Justru kalau benar real count mereka sebagai pemenang, maka lembaga-lembaga survei dalam rilis quick count memenangkan pasangan Jokowi-Maruf Amin akan kehilangan kredibilitasnya dan akan merusak citra lembaga survei itu sendiri. Tapi anehnya, kubu Prabowo juga tidak berani membuka data real count mereka. Hanya sebatas klaim semata. Persis seperti anak kecil mengklaim mainannyalah yang laing baik.

Klaim kemenangan dengan 62 persen sebenarnya hanya bagian dari propaganda semata di mana hoax sudah diproduksi sebelumnya. Karena beberapa hari sebelum pencoblosan, Prabowo sudah mengatakan bahwa berdasarkan survei internal ia akan menang mutlak dengan perolehan 63 persen. Mau diapa, hoax ini harus diklopkan dengan kebohongan yang diciptakannya.

Jelas ini sebuah inkonsistensi yang sangat telanjang di depan publik yang sudah terdidik. Dari kacamata manapun terlihat, Prabowo sesungguhnya sedang menelanjangi dirinya sendiri!

Dalam konferensi pers pertama pada sore hari ia mengatakan bahwa mereka menang dengan perolehan 55,4 persen. Pada konferensi pers kedua malah hari menjadi 62%. Naiknya sangat cepat dalam hitungan jam saja.

Inilah Dejavu!

Pada pilpres 2014, pasangan Prabowo-Hatta Rajasa juga mengklaim unggul berdasarkan real count mereka dengan perolehan suara sekitas 52 persen. Akhirnya sujud syukur atas kemenangannya berdasarkan real count internal mereka. Padahal, lembaga-lembaga survie sudah merilis hasil quick count yang memenangkan pasangan Jokowi-Jusuf Kalla.

Rupanya penyakit 5 tahunan Prabowo kumat lagi. Sejarah terulang kembali pada pilpres 2019. Bahkan lebih parah dari pilpres 2014. Soalnya pada pilpres 2019 ini Prabowo sudah berani mendekalrasikan dirinya sebagai pemenang dan merupakan presiden terpilih. Wow, crazy!

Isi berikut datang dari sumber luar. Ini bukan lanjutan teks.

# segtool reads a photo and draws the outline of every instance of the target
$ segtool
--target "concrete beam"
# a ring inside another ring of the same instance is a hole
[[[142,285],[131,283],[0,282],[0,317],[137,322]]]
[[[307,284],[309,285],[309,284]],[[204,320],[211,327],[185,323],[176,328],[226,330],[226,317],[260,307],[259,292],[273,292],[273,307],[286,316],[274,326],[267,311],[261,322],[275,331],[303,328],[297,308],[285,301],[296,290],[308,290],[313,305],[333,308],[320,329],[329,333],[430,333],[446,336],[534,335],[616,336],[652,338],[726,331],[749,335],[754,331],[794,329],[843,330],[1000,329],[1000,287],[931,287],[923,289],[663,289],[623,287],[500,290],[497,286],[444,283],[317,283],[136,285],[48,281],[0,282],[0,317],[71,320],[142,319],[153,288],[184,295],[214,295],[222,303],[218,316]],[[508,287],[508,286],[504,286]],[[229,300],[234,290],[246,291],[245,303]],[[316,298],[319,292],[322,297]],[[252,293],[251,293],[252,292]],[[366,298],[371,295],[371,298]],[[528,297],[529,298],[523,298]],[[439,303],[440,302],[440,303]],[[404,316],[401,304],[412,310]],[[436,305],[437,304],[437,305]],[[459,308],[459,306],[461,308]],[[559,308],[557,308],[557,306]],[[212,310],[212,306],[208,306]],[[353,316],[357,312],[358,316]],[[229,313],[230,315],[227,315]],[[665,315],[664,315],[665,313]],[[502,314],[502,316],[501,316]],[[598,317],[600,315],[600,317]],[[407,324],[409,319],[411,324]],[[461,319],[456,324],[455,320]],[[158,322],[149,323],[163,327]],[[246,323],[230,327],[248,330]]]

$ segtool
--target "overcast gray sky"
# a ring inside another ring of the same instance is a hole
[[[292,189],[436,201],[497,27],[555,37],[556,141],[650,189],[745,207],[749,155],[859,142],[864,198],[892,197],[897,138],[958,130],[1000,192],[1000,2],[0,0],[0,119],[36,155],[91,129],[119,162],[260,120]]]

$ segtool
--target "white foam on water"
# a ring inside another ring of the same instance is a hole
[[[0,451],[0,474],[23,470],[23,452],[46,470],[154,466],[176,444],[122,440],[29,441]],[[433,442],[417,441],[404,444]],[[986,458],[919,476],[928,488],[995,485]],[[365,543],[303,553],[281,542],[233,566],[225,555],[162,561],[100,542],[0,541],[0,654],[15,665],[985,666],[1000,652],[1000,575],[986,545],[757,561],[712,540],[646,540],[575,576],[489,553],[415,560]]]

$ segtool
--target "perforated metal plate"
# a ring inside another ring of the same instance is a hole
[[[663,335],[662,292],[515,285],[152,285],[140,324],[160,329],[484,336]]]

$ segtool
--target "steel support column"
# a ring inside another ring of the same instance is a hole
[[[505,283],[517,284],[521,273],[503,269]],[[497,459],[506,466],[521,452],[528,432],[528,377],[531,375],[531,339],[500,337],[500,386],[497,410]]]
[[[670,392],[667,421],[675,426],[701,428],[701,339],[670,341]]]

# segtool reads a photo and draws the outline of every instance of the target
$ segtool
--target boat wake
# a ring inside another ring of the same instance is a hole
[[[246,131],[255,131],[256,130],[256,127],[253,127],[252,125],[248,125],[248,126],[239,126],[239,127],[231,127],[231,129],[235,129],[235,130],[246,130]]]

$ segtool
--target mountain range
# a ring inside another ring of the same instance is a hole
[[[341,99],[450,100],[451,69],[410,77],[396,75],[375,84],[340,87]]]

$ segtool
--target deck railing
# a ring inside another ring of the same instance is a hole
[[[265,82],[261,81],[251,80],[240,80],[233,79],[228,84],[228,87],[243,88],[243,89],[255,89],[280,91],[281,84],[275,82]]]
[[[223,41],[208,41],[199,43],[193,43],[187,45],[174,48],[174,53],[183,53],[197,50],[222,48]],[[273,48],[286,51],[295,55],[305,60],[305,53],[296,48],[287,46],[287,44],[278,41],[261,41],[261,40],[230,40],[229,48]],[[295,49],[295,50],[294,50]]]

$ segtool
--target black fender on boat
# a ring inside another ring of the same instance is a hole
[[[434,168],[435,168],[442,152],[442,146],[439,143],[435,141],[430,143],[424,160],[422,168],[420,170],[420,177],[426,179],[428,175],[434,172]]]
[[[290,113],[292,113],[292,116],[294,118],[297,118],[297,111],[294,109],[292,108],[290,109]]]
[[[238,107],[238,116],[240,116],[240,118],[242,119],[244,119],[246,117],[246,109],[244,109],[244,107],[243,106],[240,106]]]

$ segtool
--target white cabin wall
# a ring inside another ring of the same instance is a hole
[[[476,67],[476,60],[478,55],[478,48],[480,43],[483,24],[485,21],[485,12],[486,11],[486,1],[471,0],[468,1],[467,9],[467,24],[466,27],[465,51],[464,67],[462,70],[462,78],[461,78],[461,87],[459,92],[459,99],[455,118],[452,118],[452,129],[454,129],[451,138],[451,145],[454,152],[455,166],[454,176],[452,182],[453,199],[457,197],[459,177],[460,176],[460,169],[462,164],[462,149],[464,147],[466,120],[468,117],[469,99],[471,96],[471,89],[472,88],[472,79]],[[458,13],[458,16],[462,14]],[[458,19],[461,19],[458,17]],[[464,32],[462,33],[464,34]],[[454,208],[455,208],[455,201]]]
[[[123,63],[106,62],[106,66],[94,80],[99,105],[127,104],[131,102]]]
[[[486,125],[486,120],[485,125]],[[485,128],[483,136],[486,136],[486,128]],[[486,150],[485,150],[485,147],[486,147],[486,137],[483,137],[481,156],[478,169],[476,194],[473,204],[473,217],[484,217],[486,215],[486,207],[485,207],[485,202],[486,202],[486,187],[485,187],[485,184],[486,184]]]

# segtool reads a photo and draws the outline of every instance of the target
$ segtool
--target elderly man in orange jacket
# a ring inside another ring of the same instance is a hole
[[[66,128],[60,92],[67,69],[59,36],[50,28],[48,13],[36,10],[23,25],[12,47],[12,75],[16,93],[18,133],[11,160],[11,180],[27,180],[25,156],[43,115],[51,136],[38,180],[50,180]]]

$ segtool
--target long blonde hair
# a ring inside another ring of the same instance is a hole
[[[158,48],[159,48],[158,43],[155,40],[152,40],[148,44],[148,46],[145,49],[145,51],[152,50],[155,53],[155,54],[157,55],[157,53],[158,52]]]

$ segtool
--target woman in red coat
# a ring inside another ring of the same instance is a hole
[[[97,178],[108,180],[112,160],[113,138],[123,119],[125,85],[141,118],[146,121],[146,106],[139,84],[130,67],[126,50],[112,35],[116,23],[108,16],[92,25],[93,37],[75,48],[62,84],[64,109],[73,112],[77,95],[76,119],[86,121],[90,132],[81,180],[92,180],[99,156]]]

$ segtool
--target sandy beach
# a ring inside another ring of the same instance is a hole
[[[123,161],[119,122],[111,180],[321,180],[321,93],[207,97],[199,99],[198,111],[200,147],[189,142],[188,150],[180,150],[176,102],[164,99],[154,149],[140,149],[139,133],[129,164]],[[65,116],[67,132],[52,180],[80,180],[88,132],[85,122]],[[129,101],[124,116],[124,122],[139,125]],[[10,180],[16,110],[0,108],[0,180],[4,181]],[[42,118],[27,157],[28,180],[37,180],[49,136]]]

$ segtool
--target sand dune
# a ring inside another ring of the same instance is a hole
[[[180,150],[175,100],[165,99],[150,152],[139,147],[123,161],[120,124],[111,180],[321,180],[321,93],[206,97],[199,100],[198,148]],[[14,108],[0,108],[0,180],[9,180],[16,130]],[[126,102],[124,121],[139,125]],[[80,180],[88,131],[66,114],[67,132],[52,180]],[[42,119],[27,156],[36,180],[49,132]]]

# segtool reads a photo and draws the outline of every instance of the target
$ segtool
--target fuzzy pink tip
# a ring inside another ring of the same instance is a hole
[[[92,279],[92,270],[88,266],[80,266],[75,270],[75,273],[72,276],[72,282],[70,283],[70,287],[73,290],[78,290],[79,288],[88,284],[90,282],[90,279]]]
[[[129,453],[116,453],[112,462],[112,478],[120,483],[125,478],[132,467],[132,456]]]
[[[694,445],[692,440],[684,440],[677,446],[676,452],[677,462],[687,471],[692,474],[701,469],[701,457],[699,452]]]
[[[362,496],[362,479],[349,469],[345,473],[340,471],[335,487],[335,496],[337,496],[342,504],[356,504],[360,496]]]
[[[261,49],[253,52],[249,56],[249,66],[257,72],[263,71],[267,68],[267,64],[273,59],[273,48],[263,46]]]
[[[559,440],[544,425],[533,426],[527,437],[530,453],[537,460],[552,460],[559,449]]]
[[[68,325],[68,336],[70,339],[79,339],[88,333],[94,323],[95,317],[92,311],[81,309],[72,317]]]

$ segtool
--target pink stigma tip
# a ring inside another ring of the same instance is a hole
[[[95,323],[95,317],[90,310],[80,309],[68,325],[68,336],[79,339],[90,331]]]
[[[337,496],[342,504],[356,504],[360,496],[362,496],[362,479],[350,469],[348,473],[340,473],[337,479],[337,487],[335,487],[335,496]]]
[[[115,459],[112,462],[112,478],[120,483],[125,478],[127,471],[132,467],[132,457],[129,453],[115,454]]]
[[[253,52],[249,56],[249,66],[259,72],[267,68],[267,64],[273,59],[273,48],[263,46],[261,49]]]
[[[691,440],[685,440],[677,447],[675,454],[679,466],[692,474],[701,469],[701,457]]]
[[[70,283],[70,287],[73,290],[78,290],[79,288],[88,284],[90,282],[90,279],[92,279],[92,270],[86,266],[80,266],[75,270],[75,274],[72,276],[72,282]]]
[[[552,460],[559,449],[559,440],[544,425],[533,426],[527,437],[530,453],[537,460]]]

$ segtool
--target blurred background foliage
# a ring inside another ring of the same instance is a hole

Bahkan dengan pekik takbir 3x dan sujud syukur seperti pada pilpres 2014. Bedanya, sujud syukur sekarang tidak didampingi cawapresnya Sandiaga Uno. Mungkin cawapresnya lebih waras dan realistis dalam menerima hasil quick count dari lembaga-lembaga survei.

Inilah yang dinamakan bagian dari propaganda dengan tujuan membuat masyarakat bingung dan resah siapa pemenang sebenarnya. Kalah menurut hasil quick count tapi merasa menang menurut real count internal mereka.